The potential for oxidative stress is indicated by changes in expression for a set of genes that encode antioxidant proteins to combat oxidative stress. In both zebrafish and humans, these antioxidant genes are regulated by the protein Nrf2 (NFE2 p45-related Factor 2).
According to the researchers, oxidative stress contributes to a wide range of human diseases, including neurodegeneration, cardiac conditions such as atherosclerosis, and cell death associated with ischemia and reperfusion injuries.
Testing a High-throughput Platform

UW SRP Center researchers led by Evan Gallagher, Ph.D., investigated the Affymetrix QuantiGene Plex (QGP) platform, which provides a fast and high-throughput way to measure the expression of target genes. QGP is a flexible method that allows for quantification of up to 80 genes within a single sample. The researchers developed a targeted panel of 13 genes that contained Nrf2-dependent antioxidant genes, genes responsive to oxidative stress or DNA damage but not dependent on Nrf2, and three reference genes.
To test the QGP platform, the researchers used it to examine their panel of genes in larval zebrafish exposed to tert-butyl hydroperoxide (tBHP) and cadmium (Cd). These chemicals were used because they both can induce oxidative stress and activate Nrf2 but do so through different molecular mechanisms.
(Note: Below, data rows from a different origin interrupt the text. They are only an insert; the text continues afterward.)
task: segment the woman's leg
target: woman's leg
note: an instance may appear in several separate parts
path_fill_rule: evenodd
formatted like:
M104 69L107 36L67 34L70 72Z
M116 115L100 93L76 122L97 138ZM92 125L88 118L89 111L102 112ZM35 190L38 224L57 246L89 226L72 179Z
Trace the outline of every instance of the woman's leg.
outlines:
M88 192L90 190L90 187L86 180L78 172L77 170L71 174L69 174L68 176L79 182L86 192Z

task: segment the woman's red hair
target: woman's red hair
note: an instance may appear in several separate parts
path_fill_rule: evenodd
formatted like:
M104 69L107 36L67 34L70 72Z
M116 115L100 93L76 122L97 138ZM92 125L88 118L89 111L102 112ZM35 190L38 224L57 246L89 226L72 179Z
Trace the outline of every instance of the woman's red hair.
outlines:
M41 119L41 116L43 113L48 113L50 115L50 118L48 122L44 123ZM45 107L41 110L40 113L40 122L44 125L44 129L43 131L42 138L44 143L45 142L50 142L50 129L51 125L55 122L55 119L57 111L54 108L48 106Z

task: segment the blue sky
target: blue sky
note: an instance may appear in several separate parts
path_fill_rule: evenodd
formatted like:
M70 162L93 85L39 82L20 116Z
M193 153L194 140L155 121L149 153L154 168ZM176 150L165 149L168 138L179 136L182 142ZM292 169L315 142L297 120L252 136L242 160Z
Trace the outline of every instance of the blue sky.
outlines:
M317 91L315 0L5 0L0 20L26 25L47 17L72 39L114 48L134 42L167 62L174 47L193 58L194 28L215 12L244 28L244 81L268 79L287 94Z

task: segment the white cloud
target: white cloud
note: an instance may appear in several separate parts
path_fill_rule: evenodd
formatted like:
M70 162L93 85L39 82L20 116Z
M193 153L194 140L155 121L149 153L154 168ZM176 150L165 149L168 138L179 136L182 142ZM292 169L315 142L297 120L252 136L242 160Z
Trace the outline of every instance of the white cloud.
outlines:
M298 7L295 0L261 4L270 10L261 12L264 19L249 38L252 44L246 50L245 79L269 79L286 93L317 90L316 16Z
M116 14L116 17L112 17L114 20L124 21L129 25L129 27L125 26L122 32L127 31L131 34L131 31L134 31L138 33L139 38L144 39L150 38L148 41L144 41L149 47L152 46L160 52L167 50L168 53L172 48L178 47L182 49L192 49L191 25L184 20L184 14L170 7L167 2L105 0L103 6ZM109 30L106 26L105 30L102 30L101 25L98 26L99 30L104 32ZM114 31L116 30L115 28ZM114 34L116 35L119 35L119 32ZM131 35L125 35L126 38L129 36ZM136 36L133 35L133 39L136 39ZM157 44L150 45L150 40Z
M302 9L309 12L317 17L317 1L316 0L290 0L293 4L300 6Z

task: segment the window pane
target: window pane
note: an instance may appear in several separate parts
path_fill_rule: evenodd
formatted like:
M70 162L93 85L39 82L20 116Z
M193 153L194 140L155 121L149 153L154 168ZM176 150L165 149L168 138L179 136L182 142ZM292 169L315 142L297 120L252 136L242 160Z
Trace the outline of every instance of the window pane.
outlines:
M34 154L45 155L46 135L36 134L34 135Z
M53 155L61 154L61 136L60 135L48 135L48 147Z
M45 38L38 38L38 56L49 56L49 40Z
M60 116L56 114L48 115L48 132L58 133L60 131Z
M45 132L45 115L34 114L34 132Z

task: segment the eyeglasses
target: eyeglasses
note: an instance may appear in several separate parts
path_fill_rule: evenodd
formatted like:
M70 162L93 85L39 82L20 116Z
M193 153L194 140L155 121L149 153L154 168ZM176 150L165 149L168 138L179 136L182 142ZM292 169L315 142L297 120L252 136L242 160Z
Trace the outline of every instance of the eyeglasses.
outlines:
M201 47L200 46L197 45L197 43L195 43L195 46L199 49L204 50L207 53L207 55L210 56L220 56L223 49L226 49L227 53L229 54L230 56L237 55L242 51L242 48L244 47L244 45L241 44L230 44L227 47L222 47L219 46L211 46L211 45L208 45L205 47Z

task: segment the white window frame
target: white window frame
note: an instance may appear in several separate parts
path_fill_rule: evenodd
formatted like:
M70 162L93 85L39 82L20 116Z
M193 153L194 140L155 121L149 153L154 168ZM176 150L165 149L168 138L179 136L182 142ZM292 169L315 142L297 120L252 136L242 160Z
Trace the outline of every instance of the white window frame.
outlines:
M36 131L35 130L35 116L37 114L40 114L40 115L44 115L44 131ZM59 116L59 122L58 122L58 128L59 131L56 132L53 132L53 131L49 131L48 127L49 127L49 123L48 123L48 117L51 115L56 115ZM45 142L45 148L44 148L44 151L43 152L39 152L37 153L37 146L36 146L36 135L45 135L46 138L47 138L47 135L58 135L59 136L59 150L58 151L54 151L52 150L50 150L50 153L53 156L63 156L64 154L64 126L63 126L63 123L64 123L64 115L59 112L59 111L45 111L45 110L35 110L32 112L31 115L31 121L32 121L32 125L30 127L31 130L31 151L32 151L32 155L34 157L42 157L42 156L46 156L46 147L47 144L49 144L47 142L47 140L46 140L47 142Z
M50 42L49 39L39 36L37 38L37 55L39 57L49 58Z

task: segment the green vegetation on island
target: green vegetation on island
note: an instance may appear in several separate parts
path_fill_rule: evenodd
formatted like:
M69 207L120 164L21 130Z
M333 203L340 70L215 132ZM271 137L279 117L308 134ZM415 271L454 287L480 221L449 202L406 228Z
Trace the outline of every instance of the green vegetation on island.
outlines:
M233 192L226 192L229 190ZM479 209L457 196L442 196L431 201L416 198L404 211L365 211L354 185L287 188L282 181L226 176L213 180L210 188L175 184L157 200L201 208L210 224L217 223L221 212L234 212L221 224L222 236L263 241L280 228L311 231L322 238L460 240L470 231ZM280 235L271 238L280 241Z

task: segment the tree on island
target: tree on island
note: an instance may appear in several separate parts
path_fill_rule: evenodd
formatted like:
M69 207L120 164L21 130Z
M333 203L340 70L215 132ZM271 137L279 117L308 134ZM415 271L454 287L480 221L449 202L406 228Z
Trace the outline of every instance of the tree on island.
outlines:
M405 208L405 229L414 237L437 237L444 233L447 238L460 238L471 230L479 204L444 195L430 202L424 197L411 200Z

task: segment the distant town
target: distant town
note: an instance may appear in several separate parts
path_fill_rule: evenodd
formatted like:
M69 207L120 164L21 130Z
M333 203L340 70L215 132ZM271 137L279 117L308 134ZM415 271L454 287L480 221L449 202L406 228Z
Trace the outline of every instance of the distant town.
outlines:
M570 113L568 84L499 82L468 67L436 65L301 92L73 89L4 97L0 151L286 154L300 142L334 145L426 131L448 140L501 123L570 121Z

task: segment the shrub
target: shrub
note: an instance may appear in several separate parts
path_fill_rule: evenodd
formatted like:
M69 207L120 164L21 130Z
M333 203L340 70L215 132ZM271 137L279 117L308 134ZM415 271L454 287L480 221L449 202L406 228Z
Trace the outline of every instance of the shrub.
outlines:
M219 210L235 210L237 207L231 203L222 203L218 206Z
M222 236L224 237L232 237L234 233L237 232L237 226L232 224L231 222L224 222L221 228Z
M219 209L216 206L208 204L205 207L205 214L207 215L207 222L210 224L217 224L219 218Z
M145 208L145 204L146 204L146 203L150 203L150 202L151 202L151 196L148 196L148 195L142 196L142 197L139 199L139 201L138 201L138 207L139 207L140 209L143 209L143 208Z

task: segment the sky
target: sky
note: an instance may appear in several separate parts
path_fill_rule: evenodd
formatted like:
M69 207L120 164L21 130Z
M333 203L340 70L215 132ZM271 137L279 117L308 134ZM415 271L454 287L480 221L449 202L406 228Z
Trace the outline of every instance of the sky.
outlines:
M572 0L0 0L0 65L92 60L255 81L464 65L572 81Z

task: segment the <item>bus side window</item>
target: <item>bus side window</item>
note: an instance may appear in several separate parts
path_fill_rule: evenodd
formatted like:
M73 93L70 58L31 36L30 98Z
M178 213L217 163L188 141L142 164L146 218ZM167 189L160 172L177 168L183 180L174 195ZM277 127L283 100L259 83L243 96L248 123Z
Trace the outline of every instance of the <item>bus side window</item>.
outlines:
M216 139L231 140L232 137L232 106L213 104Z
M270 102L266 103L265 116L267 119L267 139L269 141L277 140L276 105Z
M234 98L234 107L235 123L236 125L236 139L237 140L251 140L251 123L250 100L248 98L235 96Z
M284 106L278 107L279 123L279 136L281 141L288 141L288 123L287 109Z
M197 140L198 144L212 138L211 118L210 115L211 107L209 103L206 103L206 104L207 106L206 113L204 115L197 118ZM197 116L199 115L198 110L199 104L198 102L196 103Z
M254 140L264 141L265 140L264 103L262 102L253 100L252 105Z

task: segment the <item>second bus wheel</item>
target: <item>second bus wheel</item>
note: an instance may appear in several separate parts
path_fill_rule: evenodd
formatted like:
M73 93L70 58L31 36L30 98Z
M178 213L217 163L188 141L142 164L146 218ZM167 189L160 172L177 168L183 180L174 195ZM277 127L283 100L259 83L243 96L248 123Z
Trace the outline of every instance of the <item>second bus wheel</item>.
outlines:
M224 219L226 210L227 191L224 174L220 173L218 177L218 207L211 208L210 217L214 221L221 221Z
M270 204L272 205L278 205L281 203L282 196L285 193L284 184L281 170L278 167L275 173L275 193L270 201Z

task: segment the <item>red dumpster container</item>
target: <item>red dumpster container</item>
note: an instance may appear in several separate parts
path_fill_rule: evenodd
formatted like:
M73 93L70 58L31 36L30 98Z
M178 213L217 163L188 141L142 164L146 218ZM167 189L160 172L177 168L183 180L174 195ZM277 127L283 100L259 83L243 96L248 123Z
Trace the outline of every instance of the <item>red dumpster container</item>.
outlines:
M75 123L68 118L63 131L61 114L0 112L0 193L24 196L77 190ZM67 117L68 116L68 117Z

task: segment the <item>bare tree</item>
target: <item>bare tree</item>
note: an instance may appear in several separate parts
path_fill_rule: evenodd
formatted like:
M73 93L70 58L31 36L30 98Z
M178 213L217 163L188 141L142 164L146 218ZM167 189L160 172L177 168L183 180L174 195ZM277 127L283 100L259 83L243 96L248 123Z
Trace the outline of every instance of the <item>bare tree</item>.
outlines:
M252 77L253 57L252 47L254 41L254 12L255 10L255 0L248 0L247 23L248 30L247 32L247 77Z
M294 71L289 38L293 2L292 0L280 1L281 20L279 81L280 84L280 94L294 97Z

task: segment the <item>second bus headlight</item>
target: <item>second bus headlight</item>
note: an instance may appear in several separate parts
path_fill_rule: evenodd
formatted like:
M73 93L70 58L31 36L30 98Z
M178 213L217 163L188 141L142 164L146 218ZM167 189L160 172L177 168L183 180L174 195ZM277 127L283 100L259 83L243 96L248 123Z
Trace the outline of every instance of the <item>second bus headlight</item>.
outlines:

The researchers compared the QGP results to those obtained with quantitative polymerase chain reaction (qPCR), the conventional laboratory method used to assess changes in gene expression. They found that both QGP and qPCR revealed the same changes in gene expression in zebrafish exposed to tBHP and Cd and had comparable reagent costs. However, QGP required significantly less time and tissue to carry out the same analysis.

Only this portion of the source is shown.